Fox News | February 2, 2023
Majid Khan was sentenced by a U.S. military jury in October 2021 to serve 26 years in prison, starting from the time he first pleaded guilty to war crimes Feb. 28, 2012.
Khan pleaded guilty to delivering $50,000 from Pakistan to an al Qaeda affiliate that used the funds to blow up a Marriott hotel in Indonesia in 2003 and kill an estimated 12 people.
In 2022, Convening Authority for Military Commissions Jeffrey D. Wood followed recommendations from a military panel and reduced Khan’s sentence to ten years, meaning his sentence concluded on March 1 of the same year.
Under current law, Guantanamo detainees cannot be taken to the United States.
Daily Mail | February 5, 2023
Khan, who graduated from a Maryland high school before joining the terrorist organization, started his new life in Belize on Thursday, after completing his 10-year sentence in March 2022.
Upon his release, Khan said in a statement: ‘I have been given a second chance in life and intend to make the most of it.
‘I deeply regret the things that I did many years ago, and I have taken responsibility and tried to make up for them,’ he continued.
‘I continue to ask for forgiveness from God and those that I have hurt. I am truly sorry.’
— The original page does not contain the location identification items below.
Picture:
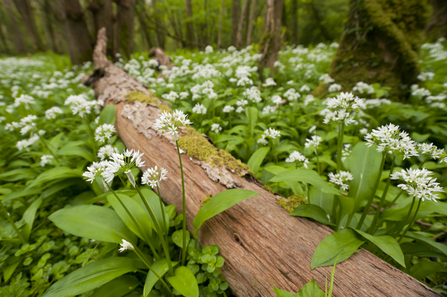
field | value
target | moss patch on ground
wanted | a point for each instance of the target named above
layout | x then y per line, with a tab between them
196	146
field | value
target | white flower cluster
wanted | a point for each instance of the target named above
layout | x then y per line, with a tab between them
339	109
418	184
341	179
171	122
153	176
389	139
104	132
363	88
296	157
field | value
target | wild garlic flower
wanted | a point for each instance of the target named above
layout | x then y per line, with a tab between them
153	176
199	109
52	112
228	109
297	158
216	128
389	139
125	246
418	184
341	179
104	132
171	122
106	151
45	159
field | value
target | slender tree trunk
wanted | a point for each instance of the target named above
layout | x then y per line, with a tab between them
242	21
271	39
14	29
251	20
103	17
124	19
236	8
25	10
219	29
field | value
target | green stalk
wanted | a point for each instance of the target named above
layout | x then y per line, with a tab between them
184	206
410	223
373	193
159	231
13	224
136	224
139	254
382	200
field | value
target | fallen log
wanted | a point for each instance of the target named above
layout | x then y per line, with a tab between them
261	243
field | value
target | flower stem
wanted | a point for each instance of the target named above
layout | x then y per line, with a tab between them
184	205
373	193
159	231
382	200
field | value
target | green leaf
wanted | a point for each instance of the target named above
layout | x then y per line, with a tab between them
160	267
177	237
29	216
313	212
387	244
143	227
91	276
107	115
118	287
93	222
185	282
341	244
257	158
306	176
219	203
311	289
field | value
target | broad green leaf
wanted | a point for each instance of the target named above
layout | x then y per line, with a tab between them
306	176
107	115
282	293
185	282
91	276
219	203
257	158
160	266
55	174
139	223
94	222
341	244
29	216
313	212
118	287
311	289
387	244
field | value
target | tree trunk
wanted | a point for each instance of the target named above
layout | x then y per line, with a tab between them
77	36
103	17
236	9
14	29
25	10
380	45
124	19
219	29
242	23
261	243
271	40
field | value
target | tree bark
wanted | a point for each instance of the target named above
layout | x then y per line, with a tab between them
251	20
242	22
261	243
271	40
236	9
25	10
124	19
380	45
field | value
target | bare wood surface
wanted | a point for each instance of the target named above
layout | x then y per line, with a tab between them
260	242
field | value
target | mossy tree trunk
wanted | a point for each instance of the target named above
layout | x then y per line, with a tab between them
380	45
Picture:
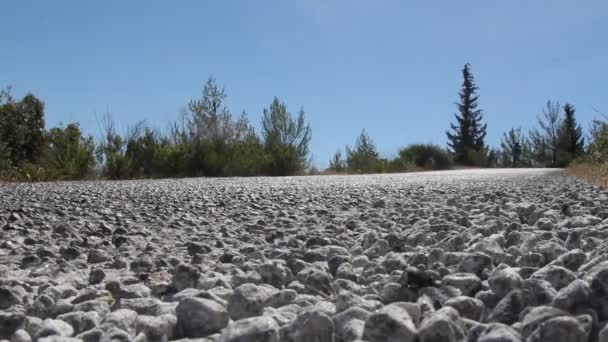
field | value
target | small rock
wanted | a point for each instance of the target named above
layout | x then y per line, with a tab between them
390	323
259	329
198	317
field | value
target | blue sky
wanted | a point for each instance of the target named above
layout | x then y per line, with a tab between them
389	66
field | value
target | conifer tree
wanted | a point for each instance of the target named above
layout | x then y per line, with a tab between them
466	138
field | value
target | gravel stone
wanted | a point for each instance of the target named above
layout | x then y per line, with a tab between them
467	255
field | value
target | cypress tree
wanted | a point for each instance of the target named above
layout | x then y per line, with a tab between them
571	142
466	138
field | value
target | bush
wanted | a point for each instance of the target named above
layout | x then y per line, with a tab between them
425	156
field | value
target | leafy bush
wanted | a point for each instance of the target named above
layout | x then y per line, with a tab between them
364	157
425	156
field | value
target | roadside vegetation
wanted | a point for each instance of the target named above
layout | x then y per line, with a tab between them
210	140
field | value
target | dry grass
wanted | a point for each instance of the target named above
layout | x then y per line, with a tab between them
594	173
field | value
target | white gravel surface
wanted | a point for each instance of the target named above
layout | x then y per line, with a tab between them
468	255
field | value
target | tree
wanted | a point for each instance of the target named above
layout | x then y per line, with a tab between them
571	143
364	157
21	128
467	136
513	145
286	139
425	156
545	141
336	163
68	153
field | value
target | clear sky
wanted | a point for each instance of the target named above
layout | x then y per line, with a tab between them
389	66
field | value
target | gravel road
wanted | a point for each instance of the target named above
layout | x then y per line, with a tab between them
469	255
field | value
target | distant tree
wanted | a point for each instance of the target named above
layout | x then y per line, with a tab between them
336	163
21	128
545	140
425	156
286	139
513	145
571	143
364	157
68	153
467	135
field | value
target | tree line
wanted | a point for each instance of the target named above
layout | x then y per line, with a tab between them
556	142
207	141
210	141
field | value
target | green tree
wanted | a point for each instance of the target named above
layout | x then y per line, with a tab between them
425	156
364	157
286	139
467	135
571	143
68	153
546	139
336	163
21	128
513	145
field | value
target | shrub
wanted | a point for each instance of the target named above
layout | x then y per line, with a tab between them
425	156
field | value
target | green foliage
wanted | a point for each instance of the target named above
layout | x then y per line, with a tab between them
364	157
570	142
515	149
426	156
466	138
336	163
21	128
286	140
68	154
598	147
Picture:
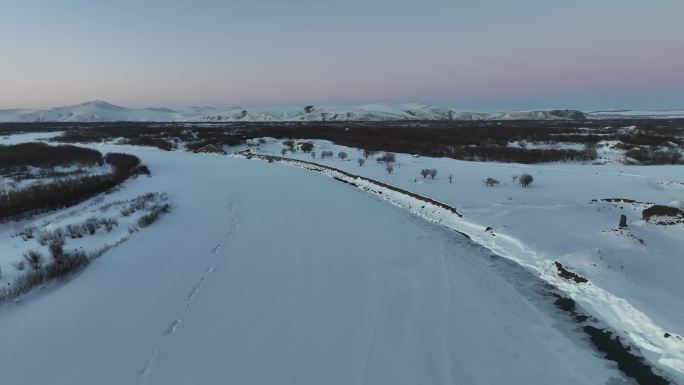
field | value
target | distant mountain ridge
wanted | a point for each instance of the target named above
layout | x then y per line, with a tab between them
101	111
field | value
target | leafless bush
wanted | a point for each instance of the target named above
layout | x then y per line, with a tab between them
70	263
387	158
75	231
327	154
141	170
57	252
490	182
156	212
27	233
526	180
34	259
306	147
369	153
91	225
47	236
289	144
20	265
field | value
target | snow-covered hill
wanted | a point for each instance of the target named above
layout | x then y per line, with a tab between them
356	292
662	114
100	111
543	115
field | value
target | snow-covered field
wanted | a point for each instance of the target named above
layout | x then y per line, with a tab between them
560	217
265	273
268	274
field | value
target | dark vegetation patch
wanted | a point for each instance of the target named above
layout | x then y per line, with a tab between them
665	215
622	200
467	140
605	341
271	158
64	265
67	191
43	155
155	213
567	274
629	363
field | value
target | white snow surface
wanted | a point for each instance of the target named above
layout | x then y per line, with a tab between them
270	274
639	286
101	111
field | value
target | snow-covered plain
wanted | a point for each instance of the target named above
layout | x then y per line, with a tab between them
556	219
270	274
101	111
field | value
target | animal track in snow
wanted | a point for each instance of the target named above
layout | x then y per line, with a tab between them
198	286
172	327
Khan then noted: ‘The world has changed a lot in 20 years and I have changed as well. I promise all of you, especially the people of Belize, that I will be a productive, law-abiding member of society.
‘Thank you for believing in me, and I will not let you down. My actions will speak louder than my words.’
TRANSFER TO BELIZE
A senior State Department official told the outlet that the administration looked at other countries where Khan might be transferred, factoring in locations that have a good relationship with the US, have the ability to support him, with any medical or security requirements and have the political willingness to house him.
But after Belize government officials ‘asked all the right questions,’ sources say, Secretary of State Antony Blinken became ‘personally involved’ in the negotiations.
He is said to have discussed the matter with the Belizean Prime Minister at a September meeting.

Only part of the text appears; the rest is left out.